The popular image of Joan Baez will forever be the long-haired beauty who introduced boyfriend Bob Dylan onstage and sang We Shall Overcome to the folk-hippy generation. Now 63, she wears a tigerish-pattern skirt and has a cashmere scarf draped delicately over a shoulder. Shorter, greyer hair notwithstanding, she could be leading a student protest.
This is the Baez the people have come to see and she doesn't disappoint, singing movingly about Woody Guthrie, Mahatma Gandhi and Martin Luther King. The surprise is that for a veteran rebel, she's hilarious. One yarn tells of a man she knew with "a cowboy hat and a horse's arse... and now he's the President!"
It would be easy for Baez to bask in her reputation, but she has kept in touch, covering songs by natural heirs such as Natalie Merchant (an exquisite Motherland) and displaying an unlikely familiarity with British comedy shows such as The League of Gentlemen ("Are you local?" she teases. "They wouldn't get that in the States.") Backed by a band, the venue's sublime acoustics frame a voice that is still the epitome of troubled dignity. Humour aside, her greatest strength is the feeling she brings to the music.

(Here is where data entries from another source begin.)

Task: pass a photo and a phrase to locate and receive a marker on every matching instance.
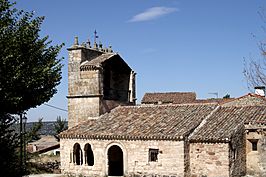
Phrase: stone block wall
(81, 109)
(237, 153)
(209, 159)
(135, 157)
(256, 159)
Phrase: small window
(153, 155)
(254, 145)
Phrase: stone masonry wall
(209, 159)
(135, 157)
(237, 153)
(256, 159)
(82, 109)
(84, 89)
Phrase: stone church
(168, 135)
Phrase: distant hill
(47, 128)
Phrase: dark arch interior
(77, 154)
(115, 161)
(89, 157)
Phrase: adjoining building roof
(169, 97)
(221, 124)
(250, 99)
(150, 122)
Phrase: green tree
(59, 126)
(29, 74)
(34, 133)
(29, 68)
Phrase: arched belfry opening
(115, 161)
(89, 157)
(116, 79)
(77, 154)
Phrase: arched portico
(115, 160)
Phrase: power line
(61, 109)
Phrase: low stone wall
(209, 159)
(135, 157)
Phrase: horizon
(173, 46)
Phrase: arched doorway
(77, 154)
(115, 161)
(89, 157)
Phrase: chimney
(260, 90)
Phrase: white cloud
(152, 13)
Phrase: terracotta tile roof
(214, 100)
(160, 122)
(169, 97)
(222, 123)
(250, 99)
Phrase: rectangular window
(153, 155)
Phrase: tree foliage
(34, 133)
(29, 68)
(255, 69)
(29, 74)
(59, 126)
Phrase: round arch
(77, 154)
(116, 159)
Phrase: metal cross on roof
(95, 36)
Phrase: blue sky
(173, 45)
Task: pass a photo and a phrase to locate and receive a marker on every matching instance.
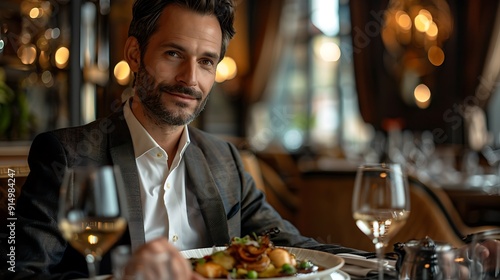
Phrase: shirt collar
(142, 140)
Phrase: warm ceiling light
(435, 55)
(226, 70)
(122, 73)
(62, 57)
(27, 53)
(422, 96)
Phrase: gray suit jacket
(227, 198)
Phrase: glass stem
(379, 250)
(92, 265)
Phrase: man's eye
(207, 62)
(172, 53)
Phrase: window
(311, 103)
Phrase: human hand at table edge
(159, 259)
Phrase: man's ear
(132, 54)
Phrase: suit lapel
(200, 179)
(122, 154)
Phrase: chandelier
(414, 32)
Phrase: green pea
(252, 274)
(288, 269)
(305, 264)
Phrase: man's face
(178, 68)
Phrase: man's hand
(158, 259)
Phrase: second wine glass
(92, 211)
(380, 204)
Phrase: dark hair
(145, 14)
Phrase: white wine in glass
(380, 204)
(92, 211)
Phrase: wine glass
(380, 204)
(92, 211)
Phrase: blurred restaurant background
(309, 89)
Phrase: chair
(269, 181)
(433, 214)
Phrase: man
(182, 184)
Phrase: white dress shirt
(168, 208)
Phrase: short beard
(151, 93)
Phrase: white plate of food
(328, 264)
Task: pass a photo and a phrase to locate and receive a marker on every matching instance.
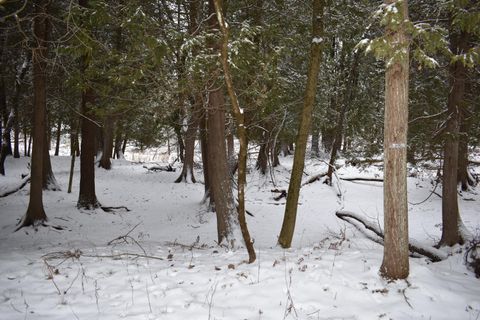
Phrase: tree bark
(105, 161)
(58, 136)
(10, 121)
(288, 226)
(35, 212)
(87, 198)
(451, 220)
(395, 264)
(190, 136)
(241, 132)
(220, 182)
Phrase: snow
(175, 270)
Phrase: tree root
(433, 254)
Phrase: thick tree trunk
(451, 220)
(288, 226)
(220, 182)
(395, 264)
(35, 212)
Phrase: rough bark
(315, 141)
(12, 116)
(58, 135)
(190, 136)
(48, 178)
(433, 254)
(347, 99)
(451, 220)
(241, 133)
(288, 226)
(105, 161)
(35, 212)
(220, 182)
(87, 198)
(395, 264)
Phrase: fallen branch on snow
(156, 168)
(25, 180)
(415, 247)
(361, 179)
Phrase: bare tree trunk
(58, 136)
(105, 161)
(395, 263)
(220, 182)
(204, 148)
(190, 137)
(315, 140)
(241, 132)
(451, 220)
(35, 212)
(288, 226)
(6, 148)
(87, 198)
(48, 178)
(347, 99)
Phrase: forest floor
(160, 260)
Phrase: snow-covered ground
(168, 266)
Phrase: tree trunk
(208, 196)
(190, 137)
(35, 212)
(220, 182)
(347, 99)
(48, 178)
(105, 161)
(118, 141)
(451, 220)
(262, 159)
(395, 263)
(242, 135)
(315, 141)
(58, 136)
(87, 199)
(288, 226)
(6, 148)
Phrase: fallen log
(433, 254)
(24, 182)
(361, 179)
(314, 178)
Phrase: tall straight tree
(395, 263)
(87, 198)
(288, 226)
(220, 183)
(451, 220)
(35, 212)
(241, 133)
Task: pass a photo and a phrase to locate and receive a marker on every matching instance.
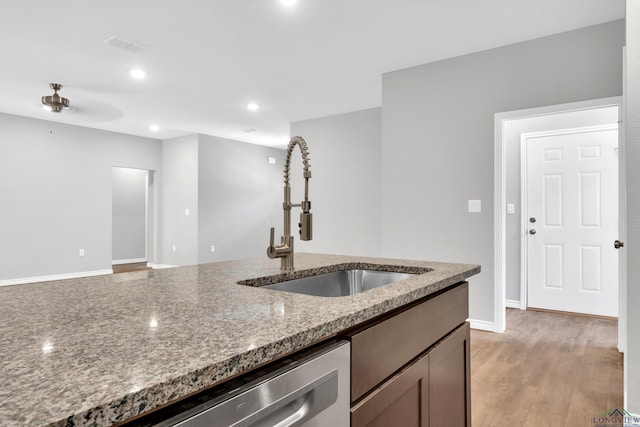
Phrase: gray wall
(437, 139)
(180, 192)
(239, 196)
(129, 213)
(514, 129)
(632, 357)
(345, 153)
(55, 189)
(232, 193)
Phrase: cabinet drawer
(383, 348)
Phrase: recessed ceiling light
(138, 74)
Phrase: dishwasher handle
(297, 407)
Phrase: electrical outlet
(475, 206)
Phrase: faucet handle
(271, 250)
(305, 224)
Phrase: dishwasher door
(310, 390)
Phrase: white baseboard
(512, 303)
(156, 266)
(483, 325)
(53, 277)
(128, 261)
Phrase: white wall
(179, 193)
(632, 245)
(55, 191)
(239, 198)
(345, 153)
(513, 130)
(437, 139)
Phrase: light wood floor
(547, 369)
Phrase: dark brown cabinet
(403, 400)
(412, 368)
(450, 381)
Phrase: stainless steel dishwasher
(309, 389)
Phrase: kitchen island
(100, 350)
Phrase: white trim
(159, 266)
(128, 261)
(512, 303)
(499, 191)
(53, 277)
(483, 325)
(622, 213)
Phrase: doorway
(569, 205)
(130, 200)
(509, 126)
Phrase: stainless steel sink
(339, 283)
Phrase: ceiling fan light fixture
(55, 102)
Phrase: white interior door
(571, 216)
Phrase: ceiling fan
(55, 102)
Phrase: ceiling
(207, 59)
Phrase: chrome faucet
(284, 250)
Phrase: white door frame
(524, 226)
(500, 193)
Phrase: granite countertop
(99, 350)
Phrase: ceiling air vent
(121, 43)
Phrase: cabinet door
(450, 380)
(401, 401)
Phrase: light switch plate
(475, 206)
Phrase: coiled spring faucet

An acoustic solo section blasts back into her beginnings as the young girl who recorded, "while staring at a big dog", these songs "from the Stone Age". They have dated, but their innocence remains startling. She fast-forwards, upping the ante. The Night They Drove Old Dixie Down is poignant, Dylan's It's All Over Now Baby Blue delightfully airy. Most powerful is a clutch of anti-war material, notably a defiant rendition of Steve Earle's 2002 Jerusalem. No doubt Baez will continue until her message of peace is no longer ahead of its time.
· At Corn Exchange, Cambridge (01223 357851), tonight, then touring.